A former software developer who worked for Equifax before the Atlanta-based credit bureau announced a massive data breach last year has been charged with insider trading, federal prosecutors in Atlanta announced today.

Sudhakar Reddy Bonthu is scheduled to be arraigned Thursday, the U.S. Attorney’s Office for the Northern District of Georgia announced. Equifax fired Bonthu, 44, in March after he allegedly refused to cooperate with an internal investigation into whether he had violated the company’s insider trading policy, the U.S. Securities and Exchange Commission (SEC) said in a statement released Thursday.

The SEC filed a civil complaint against Bonthu on Thursday. Bonthu has already agreed to settle the SEC’s civil charges and accepted a permanent injunction to return his allegedly ill-gotten gains plus interest, the SEC announced.

The criminal prosecution is proceeding on a parallel track. Dockets for the cases have not yet been published, and there is no public record currently available as to whether an attorney has entered an appearance for Bonthu.

Bonthu is accused of trading in Equifax shares before the firm went public with news of the breach—which exposed personal and financial information of as many as 148 million consumers to hackers and fraudster—based on confidential information he received while creating a website for consumers impacted by the breach, according to the SEC.

Bonthu, a software engineering manager, alleged was told he was doing the work for an anonymous potential client, the SEC said. But Bonthu quickly concluded that Equifax was the victim of the breach, the SEC said. Bonthu then bought Equifax put options—which gives the purchaser the right to sell stock at a specified price by a predetermined date in apparent violation of Equifax policies, according to the SEC.

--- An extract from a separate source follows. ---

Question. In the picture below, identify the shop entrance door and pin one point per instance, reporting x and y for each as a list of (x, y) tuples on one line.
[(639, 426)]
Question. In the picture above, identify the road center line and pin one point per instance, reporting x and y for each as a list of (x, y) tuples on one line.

Equifax went public with news of the data breach on Sept. 7, 2017—within days of Bonthu’s alleged purchase, the SEC said. Equifax’s stock price plummeted nearly 14 percent at the news, according to the SEC. Bonthu then sold the put options, recognizing a return of more than 3,500 percent on his initial investment, the SEC said.

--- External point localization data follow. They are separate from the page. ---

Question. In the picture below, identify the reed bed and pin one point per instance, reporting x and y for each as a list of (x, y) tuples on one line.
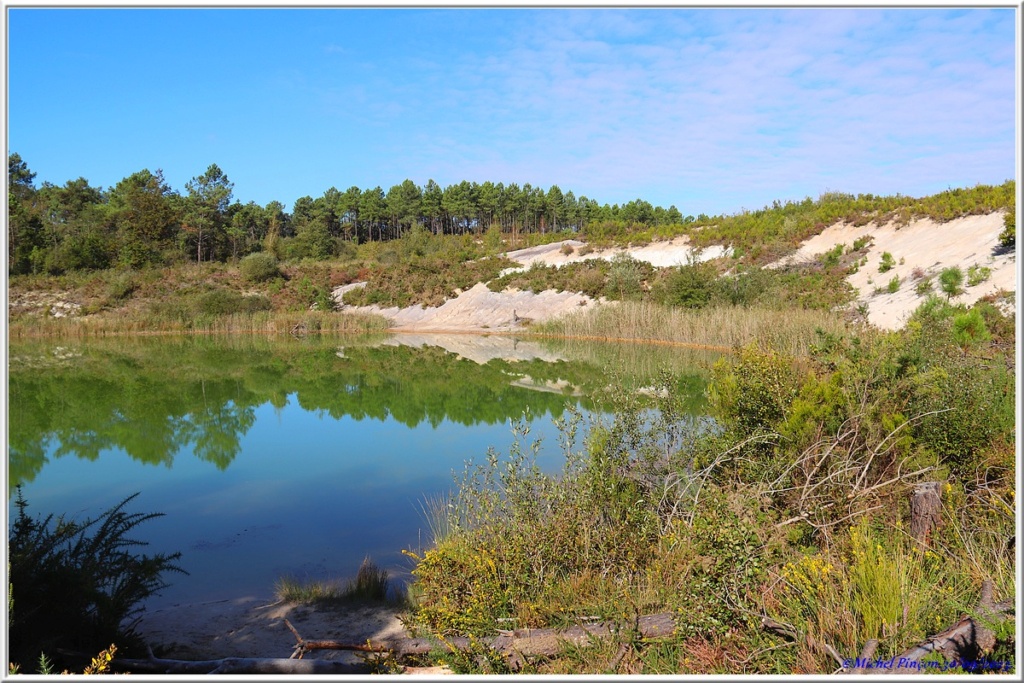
[(299, 323), (790, 331)]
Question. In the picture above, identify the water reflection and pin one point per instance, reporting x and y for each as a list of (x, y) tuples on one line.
[(286, 456)]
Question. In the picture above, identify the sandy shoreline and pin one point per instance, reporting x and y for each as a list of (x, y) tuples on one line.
[(254, 627)]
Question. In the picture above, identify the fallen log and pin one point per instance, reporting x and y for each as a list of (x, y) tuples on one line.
[(515, 644), (968, 640), (155, 665)]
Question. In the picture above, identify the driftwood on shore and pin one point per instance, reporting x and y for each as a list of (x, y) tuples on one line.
[(515, 645), (241, 666), (968, 640)]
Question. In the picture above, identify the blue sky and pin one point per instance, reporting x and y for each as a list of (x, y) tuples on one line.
[(712, 111)]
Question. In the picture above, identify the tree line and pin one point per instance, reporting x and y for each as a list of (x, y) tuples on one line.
[(142, 220)]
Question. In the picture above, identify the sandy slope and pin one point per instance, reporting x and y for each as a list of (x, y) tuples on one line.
[(249, 627), (923, 247)]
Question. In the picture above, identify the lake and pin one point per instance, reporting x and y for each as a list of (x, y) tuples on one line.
[(294, 457)]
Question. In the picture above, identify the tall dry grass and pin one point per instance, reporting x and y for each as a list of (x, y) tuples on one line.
[(788, 331)]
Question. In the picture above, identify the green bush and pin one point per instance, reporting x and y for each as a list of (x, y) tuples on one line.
[(976, 274), (77, 585), (259, 267), (626, 278), (970, 330), (688, 286), (832, 257), (887, 262), (1008, 238), (226, 302), (950, 281), (966, 404)]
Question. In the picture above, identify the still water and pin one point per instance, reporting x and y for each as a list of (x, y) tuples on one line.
[(293, 457)]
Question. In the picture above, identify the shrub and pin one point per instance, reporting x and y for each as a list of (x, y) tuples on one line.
[(1008, 238), (950, 281), (832, 257), (75, 584), (976, 274), (966, 404), (259, 267), (887, 262), (862, 242), (688, 286), (226, 302), (970, 330), (626, 276)]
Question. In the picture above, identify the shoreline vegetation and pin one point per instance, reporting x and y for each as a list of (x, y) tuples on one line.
[(783, 532)]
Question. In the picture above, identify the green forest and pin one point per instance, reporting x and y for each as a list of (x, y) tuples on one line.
[(142, 221)]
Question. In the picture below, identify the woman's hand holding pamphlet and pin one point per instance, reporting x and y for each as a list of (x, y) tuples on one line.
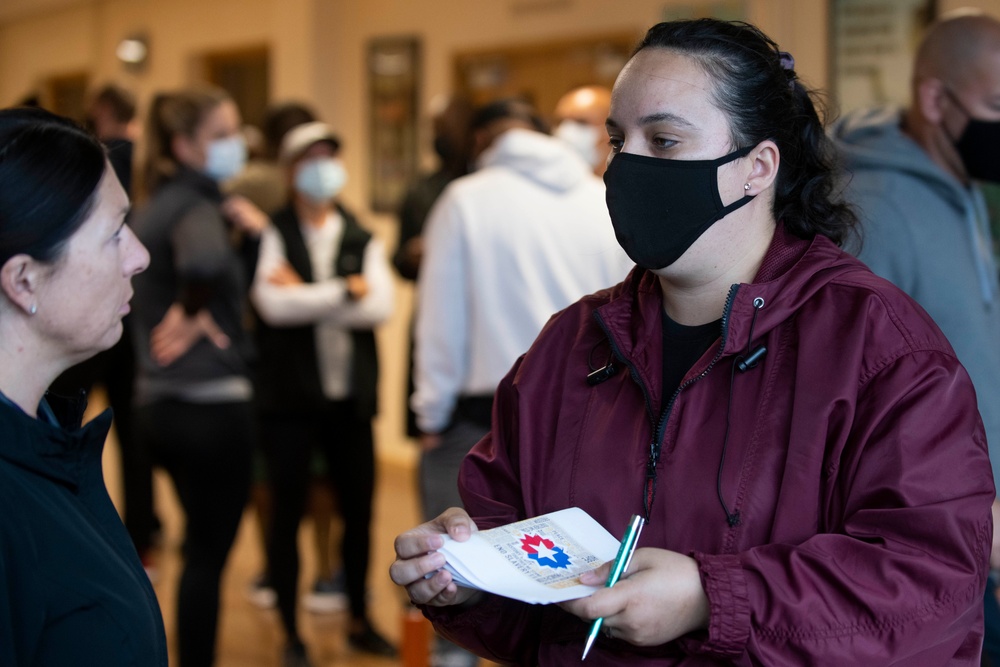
[(537, 560)]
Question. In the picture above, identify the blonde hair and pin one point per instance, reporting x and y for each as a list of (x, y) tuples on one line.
[(172, 114)]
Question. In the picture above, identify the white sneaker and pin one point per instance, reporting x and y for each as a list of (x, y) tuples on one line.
[(260, 593), (327, 596)]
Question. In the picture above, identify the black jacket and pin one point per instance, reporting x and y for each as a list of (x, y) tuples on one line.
[(288, 367), (72, 589)]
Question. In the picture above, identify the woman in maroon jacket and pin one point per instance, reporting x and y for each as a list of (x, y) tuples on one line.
[(797, 432)]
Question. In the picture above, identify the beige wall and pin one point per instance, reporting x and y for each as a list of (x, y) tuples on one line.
[(317, 53)]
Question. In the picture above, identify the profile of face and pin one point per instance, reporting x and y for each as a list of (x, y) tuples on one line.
[(83, 295), (662, 107), (217, 147), (970, 115)]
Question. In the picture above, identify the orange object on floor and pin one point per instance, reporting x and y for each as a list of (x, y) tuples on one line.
[(415, 647)]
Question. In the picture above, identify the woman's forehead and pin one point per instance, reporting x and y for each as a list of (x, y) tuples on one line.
[(660, 81)]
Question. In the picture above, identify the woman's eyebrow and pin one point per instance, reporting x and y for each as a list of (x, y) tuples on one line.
[(654, 118)]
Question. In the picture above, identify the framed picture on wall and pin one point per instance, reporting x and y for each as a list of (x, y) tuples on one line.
[(873, 43), (394, 76)]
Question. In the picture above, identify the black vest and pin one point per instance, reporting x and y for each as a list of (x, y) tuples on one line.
[(288, 368)]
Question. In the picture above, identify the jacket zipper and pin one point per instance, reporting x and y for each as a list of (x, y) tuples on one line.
[(659, 426)]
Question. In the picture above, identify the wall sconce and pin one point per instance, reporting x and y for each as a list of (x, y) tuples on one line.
[(133, 52)]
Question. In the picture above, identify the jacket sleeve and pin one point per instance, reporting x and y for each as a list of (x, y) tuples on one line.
[(897, 575), (499, 629), (441, 337), (22, 606)]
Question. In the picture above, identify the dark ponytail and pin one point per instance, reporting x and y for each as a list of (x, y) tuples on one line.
[(758, 90), (49, 172)]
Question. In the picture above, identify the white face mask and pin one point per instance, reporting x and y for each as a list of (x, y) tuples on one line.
[(582, 137), (225, 158), (320, 179)]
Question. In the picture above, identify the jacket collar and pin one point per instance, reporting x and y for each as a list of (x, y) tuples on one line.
[(61, 453), (792, 271)]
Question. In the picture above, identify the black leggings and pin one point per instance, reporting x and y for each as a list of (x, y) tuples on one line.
[(206, 450), (346, 443)]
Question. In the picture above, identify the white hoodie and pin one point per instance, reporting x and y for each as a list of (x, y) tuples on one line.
[(505, 248)]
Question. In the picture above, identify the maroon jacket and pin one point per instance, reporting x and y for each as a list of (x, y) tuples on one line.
[(856, 528)]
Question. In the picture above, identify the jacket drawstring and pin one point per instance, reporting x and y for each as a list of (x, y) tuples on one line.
[(742, 363)]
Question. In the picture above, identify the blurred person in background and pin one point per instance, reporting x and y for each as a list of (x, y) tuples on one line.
[(580, 116), (506, 247), (914, 175), (452, 143), (72, 588), (265, 183), (193, 390), (322, 285)]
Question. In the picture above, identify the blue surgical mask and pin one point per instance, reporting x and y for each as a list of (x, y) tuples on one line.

By then, Equifax had already imposed trading restrictions on the Equifax employees aware of the breach, according to court records in a parallel criminal case.

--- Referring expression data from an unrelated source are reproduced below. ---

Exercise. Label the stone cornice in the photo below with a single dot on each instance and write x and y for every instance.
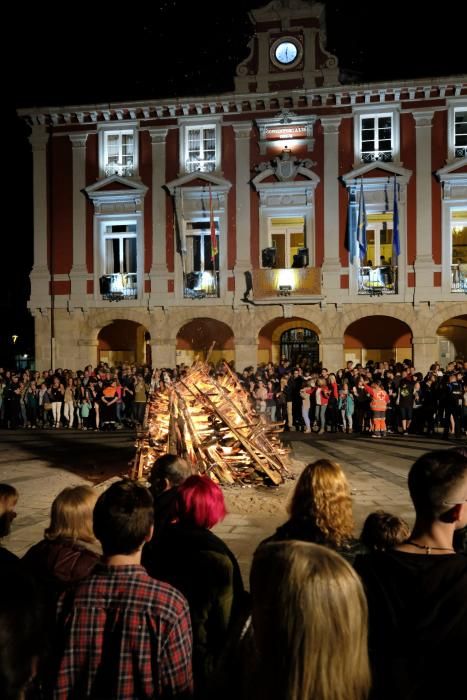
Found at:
(370, 94)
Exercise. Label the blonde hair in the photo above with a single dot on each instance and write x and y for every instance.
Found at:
(310, 623)
(322, 494)
(71, 514)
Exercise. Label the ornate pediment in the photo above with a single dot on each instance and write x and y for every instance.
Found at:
(284, 168)
(116, 194)
(198, 179)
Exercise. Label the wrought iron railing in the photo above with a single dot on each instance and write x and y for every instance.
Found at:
(203, 166)
(200, 285)
(459, 278)
(119, 286)
(126, 170)
(376, 281)
(372, 156)
(288, 282)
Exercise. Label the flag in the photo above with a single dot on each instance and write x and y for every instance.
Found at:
(396, 245)
(212, 226)
(361, 224)
(351, 232)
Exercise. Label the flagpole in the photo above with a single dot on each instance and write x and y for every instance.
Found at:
(212, 230)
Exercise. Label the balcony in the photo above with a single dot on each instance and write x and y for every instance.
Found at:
(124, 170)
(459, 278)
(203, 166)
(377, 281)
(373, 156)
(119, 286)
(201, 285)
(294, 285)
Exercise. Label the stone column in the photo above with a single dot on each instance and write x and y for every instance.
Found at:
(40, 297)
(242, 133)
(424, 253)
(158, 273)
(246, 352)
(331, 265)
(425, 352)
(331, 353)
(163, 352)
(79, 271)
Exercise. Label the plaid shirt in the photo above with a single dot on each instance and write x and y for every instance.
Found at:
(123, 635)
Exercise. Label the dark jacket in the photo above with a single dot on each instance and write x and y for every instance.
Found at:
(418, 623)
(56, 564)
(201, 566)
(306, 530)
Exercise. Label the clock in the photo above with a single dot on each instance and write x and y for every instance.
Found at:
(286, 52)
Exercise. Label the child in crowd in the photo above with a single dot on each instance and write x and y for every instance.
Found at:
(85, 409)
(382, 530)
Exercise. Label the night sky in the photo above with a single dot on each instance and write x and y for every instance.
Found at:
(122, 55)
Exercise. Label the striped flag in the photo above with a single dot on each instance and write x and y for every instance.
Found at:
(351, 233)
(396, 244)
(361, 223)
(212, 226)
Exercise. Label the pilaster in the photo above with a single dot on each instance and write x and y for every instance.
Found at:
(79, 272)
(158, 273)
(331, 264)
(331, 352)
(424, 252)
(242, 133)
(40, 297)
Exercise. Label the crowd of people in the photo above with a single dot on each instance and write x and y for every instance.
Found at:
(132, 596)
(377, 399)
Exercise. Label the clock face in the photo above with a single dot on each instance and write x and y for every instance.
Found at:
(286, 52)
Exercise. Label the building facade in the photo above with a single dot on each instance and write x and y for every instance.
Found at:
(293, 216)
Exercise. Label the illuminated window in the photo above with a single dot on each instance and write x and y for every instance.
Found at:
(376, 135)
(288, 238)
(118, 153)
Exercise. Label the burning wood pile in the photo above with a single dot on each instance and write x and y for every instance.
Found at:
(210, 422)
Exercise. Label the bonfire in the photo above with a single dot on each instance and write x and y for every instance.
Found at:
(210, 421)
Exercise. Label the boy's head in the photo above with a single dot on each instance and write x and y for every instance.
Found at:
(438, 485)
(8, 501)
(383, 530)
(123, 518)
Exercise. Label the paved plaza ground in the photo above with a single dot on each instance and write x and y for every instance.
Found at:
(41, 463)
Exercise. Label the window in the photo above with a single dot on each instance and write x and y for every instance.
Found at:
(460, 133)
(201, 149)
(202, 268)
(459, 250)
(376, 135)
(118, 152)
(288, 238)
(200, 144)
(376, 138)
(119, 278)
(457, 128)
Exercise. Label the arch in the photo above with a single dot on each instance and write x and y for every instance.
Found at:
(270, 335)
(196, 336)
(378, 338)
(124, 341)
(452, 339)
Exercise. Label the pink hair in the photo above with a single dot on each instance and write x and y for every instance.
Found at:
(201, 502)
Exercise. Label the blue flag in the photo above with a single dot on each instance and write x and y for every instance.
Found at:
(396, 245)
(351, 233)
(361, 223)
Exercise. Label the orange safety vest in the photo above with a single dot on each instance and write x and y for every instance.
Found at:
(379, 398)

“As we allege, Bonthu, who was entrusted with confidential information by his employer, misused that information to conclude that his company had suffered a massive data breach and then sought to illegally profit,” said Richard R. Best, regional director of the SEC’s Atlanta office. “Corporate insiders simply cannot abuse their access to sensitive information and illegally enrich themselves.”

Bonthu is the second Equifax employee indicted by a federal grand jury in Atlanta on an insider trading charge. In March, Jun Ying, chief information officer for Equifax’s U.S. Information Solutions, allegedly used confidential information about the data breach to exercise his vested Equifax stock options and then dumped them for nearly $1 million, according to the SEC. Selling before the data breach became public avoided more than $117,000 in losses.

Ying’s defense attorney, Bryan Cave Leighton Paisner partner Joseph Burby has contended in court filings in the pending criminal case that Ying was not only not told of the data breach but that Equifax executives lied to him by telling him the work they sought from his team was related to a data breach involving an Equifax customer.

Burby conceded that, in a series of text messages exchanged on Aug. 25, 2017, Ying speculated that Equifax “may be the one breached” and said he was “starting to put 2 and 2 together.” Ying then conducted three internet searches of another company data breach that had occurred two years earlier, Burby said. The results of those searches showed that the other company’s stock share price had actually increased.